Concernant l’échéance législative du 15 mai 2022, le député de Batroun a estimé que le but de ces élections est de " limiter la présence politique " de son parti. Il a insisté dans ce cadre sur le fait qu’il préfèrerait " préserver l’intégrité et la dignité " du CPL, plutôt que de remporter les élections ; si jamais l’alliance prévue avec le parti chiite n’a pas lieu. M. Bassil a en outre déclaré qu’il est prêt à se rendre en Syrie avant la tenue des élections, confirmant ainsi l’ouverture de son parti au régime de Bachar el-Assad. Une visite qu’il a cependant placée dans le cadre de la quête d’une solution au problème que pose la présence de centaines de milliers de réfugiés syriens au Liban, dont nombreux, a-t-il dit, sont en train de travailler alors qu’ils ont le statut de réfugiés.
Plus encore, M. Bassil a déploré le fait que le pays soit ʺsans gouvernement jusqu’à l’échéance des élections législatives ˮ.
Il s’en est pris au gouverneur de la Banque centrale, Riad Salamé, l’accusant d’avoir ʺorganisé le plus grand braquage de l’histoire, en mettant la main sur l’argent des déposants ˮ et de " se rebeller contre les décisions du Conseil des ministres ". " Il empêche l’audit et manipule la monnaie nationale ˮ, a-t-il ajouté.

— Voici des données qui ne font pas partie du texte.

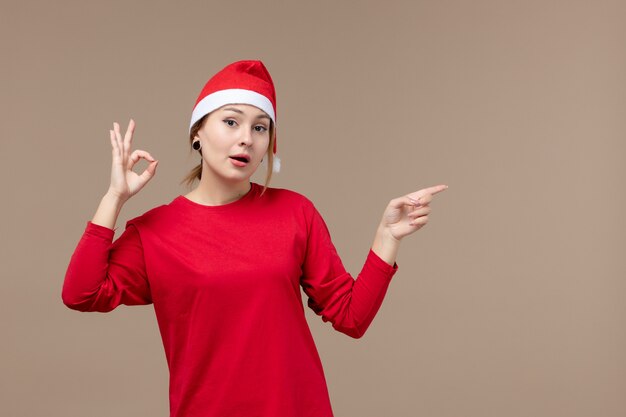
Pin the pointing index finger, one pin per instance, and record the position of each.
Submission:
(428, 191)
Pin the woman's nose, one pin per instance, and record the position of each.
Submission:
(246, 138)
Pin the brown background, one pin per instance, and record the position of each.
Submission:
(510, 302)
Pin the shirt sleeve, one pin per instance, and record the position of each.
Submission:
(349, 304)
(103, 274)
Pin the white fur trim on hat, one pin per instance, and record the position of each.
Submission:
(231, 96)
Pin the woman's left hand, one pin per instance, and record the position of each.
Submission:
(407, 214)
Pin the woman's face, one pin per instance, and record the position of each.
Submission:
(234, 140)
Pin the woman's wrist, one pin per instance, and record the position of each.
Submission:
(385, 245)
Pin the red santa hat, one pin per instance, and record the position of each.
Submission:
(242, 82)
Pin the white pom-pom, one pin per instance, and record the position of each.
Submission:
(276, 164)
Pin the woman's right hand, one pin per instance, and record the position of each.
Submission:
(125, 183)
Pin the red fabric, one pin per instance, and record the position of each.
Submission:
(225, 284)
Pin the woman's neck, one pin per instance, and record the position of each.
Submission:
(213, 192)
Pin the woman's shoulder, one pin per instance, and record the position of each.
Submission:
(152, 215)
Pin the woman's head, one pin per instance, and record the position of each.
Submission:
(243, 90)
(232, 141)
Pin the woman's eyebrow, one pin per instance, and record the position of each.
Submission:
(260, 116)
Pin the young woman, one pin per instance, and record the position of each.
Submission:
(223, 264)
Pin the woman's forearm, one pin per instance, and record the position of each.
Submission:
(108, 211)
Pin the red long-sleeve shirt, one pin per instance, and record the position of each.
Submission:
(225, 284)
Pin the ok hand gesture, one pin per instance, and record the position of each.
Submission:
(124, 181)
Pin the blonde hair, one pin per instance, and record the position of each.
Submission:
(196, 173)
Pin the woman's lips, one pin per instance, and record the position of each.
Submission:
(237, 162)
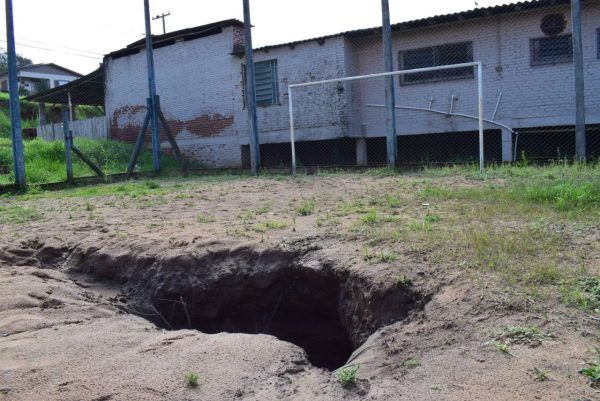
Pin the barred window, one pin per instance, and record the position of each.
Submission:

Le chef du CPL a par ailleurs dit avoir demandé au Trésor américain la levée des sanctions prises à son encontre, et émises dans le cadre du Magnitsky Act, qu’il a estimé ʺinjustes et sans fondements ˮ. Dans ce contexte, il a expliqué qu’il a eu recours à une pétition et non pas à un procès parce que la pétition " est moins coûteuse ".